11 September 2010

9/11

Today is the ninth anniversary of the 9/11 disaster in New York. Carleen and I have just watched a documentary of footage shot by the general public as the Twin Towers came down and memories of the day it all happened came flooding back.

11 September 2001 (Bethesda Rehabilitation Hospital)
"Wake up, wake up, you have to see this!" says a nurse as she shakes my shoulder.

"Wha... Wha... What?" I splutter as I slowly open my eyes to see the night nurse turning on the TV.

It's only bloody 6am, what the hell can be so important that they needed to wake me. Its the first bloody descent night's sleep I've had in ages and she decides to wake me!

"Holly shit! Is that real? What's happening? When did this happen?" I bombard the nurse with questions.

"It's live. It's happening now. A plane just crashed into the World Trade Centre!" She replies.

A moment later the footage switches to the second tower and we witness the plane slam into the side of the building.

A million thoughts are going through my head. Is this an accident? Is it happening anywhere else? Are we safe in Australia? Oh, my god, I hope Carleen is safe? Why?...

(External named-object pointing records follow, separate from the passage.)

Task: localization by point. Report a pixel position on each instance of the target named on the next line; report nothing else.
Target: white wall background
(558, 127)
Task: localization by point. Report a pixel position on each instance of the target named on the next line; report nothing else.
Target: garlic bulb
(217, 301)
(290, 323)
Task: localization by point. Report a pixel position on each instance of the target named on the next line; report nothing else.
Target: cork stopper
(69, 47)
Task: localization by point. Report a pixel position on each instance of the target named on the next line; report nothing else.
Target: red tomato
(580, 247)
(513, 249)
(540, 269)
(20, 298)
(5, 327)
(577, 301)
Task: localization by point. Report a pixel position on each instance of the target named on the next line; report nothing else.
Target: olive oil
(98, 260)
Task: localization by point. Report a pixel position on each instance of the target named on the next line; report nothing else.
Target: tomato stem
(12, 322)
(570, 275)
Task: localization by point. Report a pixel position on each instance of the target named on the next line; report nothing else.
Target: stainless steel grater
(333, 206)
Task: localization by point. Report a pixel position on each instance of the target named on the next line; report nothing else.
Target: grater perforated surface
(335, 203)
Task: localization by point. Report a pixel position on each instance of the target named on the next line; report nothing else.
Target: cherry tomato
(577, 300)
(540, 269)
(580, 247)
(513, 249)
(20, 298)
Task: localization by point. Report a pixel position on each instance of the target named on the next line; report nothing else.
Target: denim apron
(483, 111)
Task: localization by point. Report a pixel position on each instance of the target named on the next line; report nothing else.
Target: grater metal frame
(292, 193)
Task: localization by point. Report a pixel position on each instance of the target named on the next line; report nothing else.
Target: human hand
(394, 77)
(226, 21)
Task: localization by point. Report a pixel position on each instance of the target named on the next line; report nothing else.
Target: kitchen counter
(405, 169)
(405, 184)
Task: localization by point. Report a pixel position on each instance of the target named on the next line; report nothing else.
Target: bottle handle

This is no accident and that this is no minor incident. What I can see is beyond belief and I don't want to believe that it's true. I can't handle the fact that not only is my own world in turmoil, but this could be the start of the end for the rest of the world. I begin to sob.

The panic that is gripping the entire western world is palpable and I am lying here helpless, unable to be with the ones that I love to comfort them. I hope Carleen isn't watching this. I hope she will be here soon. I need to hold her.

Oh no! Someone just jumped! I sob uncontrollably...

Oh my god! That building just collapsed. Will it ever end!

Oh my god! Make it stop! Make it stop!...

By the end of the day, I was completely exhausted and I had shed more tears than I thought it was possible for any individual to have. I thought the tears were over and that I had come to terms with my own plight. Now what was I to do. That evening the images that shocked the world were indelibly etched on my memory and forever more those images will transport me back to that hospital bed and to the raw emotion and heart ache of 9/11/2001.